Ждан часто думал о реальности, реализме, реалистах, поскольку то, что он делал, считалось реалистической пейзажной живописью; но он также хорошо знал, что люди, считающие себя реалистами, нет, не в искусстве, конечно, а просто те, которые уж никак не могут предстать в собственных глазах легкомысленными фантазёрами, на самом-то деле никакие не реалисты, и их картина мира тем дальше от настоящей реальности, чем более они уверены в своей правоте. Он смотрел, как справа и слева от него, невысоко над землёй, парили прозрачные, с золотистым отливом невесомые тела, которые чуть заметно раскачивались над цветущим травянистым ковром и медленно перемещались, легко касаясь белых островков снега, оставляя на них жёлтые, едва заметные следы. И только там, где возвышались ледниковые гранитные валуны, покрытые лохматым пятнистым лишайником, тела обретали большую подвижность, они струились, меняя свои формы, увеличивались или уменьшались в объёме, терялись и возникали снова. Формы тел никогда не повторялись. Ни в чём у них невозможно было обнаружить никакого сходства, ни во внешнем облике, ни в предполагаемой сути, что позволяло отнести их к высшей категории существ, поскольку так уж устроено человеческое сознание, отдающее свои приоритеты большей индивидуальности, приписывающее более сложной внешней структуре более высокую внутреннюю организацию.
А может, это была вовсе лишённая всякого разума, играющая в солнечных лучах и конвекционных потоках воздуха глинистая пыль. Бог весть!
Впереди, уже совсем рядом, шумело северное море. Оно было непохоже на море юга – очевидно, оно никогда не знало штиля, оживленных гомонящих на всех наречиях берегов, сверкающих набережных, смотровых площадок и прогулочных судов с праздными беззаботными людьми.
Море гудело, пенилось, одевая прибрежные тёмные камни в оправу желтоватой накипи. Его острый солёный воздух немного кружил голову своей морской свежестью, море завораживало, подчиняло своим чарам, и отвести взгляд от его тёмно-синих глаз было невозможно.
Ждан предполагал, что встреча с морем пробудит в нём воспоминания детства, заставит тянуться памятью к самым заповедным островам своей души. В воспоминаниях есть замечательное свойство: событие или впечатление всегда освобождено от сопутствующего ему жизненного контекста, и вычлененное оттуда, оно воспринимается иначе, самодостаточно, словно выдернутая удачная цитата из скучного и утомительного чтения. Наверное, в этой возможности отстраиваться, способности не связывать воедино всё, что с тобой происходит и есть путь к желанной свободе и обретению этого вечно ускользающего, пьянящего своей наполненностью, состояния духа, чаще именуемого счастьем.
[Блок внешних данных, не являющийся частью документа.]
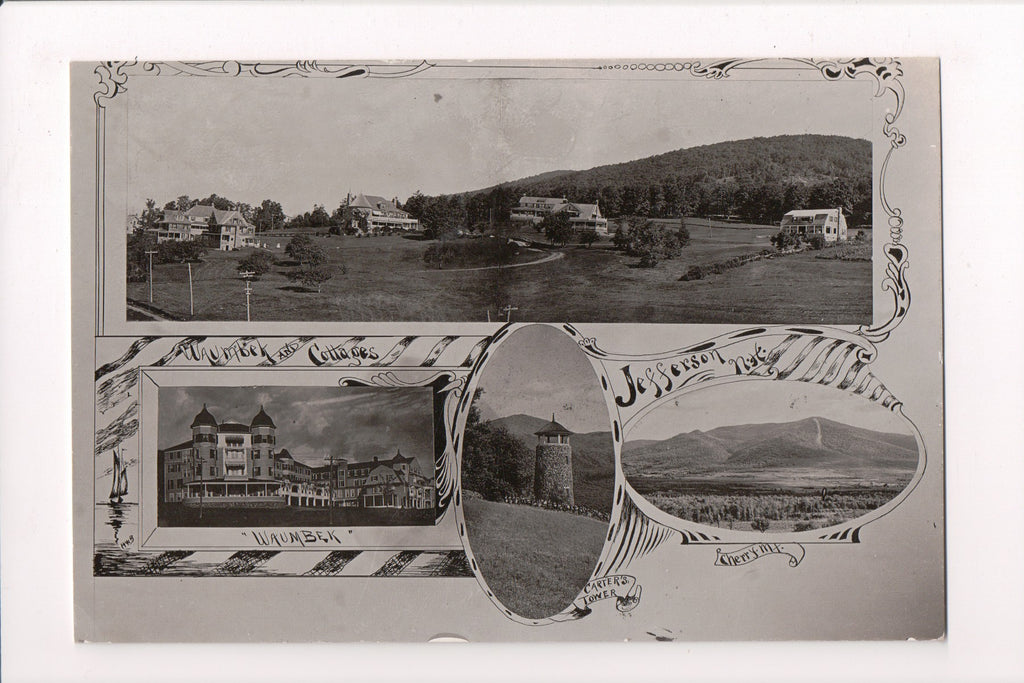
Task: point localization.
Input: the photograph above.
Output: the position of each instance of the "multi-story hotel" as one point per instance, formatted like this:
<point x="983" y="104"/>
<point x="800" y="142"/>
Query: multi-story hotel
<point x="214" y="227"/>
<point x="229" y="463"/>
<point x="830" y="223"/>
<point x="534" y="210"/>
<point x="377" y="215"/>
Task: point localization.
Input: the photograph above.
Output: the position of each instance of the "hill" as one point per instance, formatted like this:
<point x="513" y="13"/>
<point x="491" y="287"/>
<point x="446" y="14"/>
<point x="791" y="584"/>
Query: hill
<point x="757" y="179"/>
<point x="812" y="443"/>
<point x="593" y="459"/>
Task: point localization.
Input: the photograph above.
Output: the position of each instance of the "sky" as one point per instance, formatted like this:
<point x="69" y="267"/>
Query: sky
<point x="354" y="423"/>
<point x="539" y="371"/>
<point x="762" y="401"/>
<point x="301" y="141"/>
Но разве подобные переживания связаны только с освобождённым от всей обыденной житейской шелухи прошлым? Ждан стоял в нескольких метрах от моря и смотрел на изменчивый и таинственный водный мир. На сушу откуда-то оттуда, от горизонта, наваливались огромные волны цвета индиго и бесформенные облака, напоминающие ему струящиеся масляные плёнки на бурых городских лужах. Гонимая двумя стихиями холодная влага жадно поглощалась берегом, точно тот представлял собой гигантскую тёмную губку уже до самой своей последней поры пресыщенной жидкостью: скрипели у пирсов мокрые канаты, стёкла и стены морского вокзала были сплошь покрыты каплями, будто бы после дождя, а серый дырчатый бетон набережной блестел от влаги, точно большое мутное зеркало. Даже одежда Ждана сразу же пропиталась солёной прохладной сыростью, сильно отяжелела и прилипала к телу, словно бы принадлежала уже не ему, а бушующему северному морю.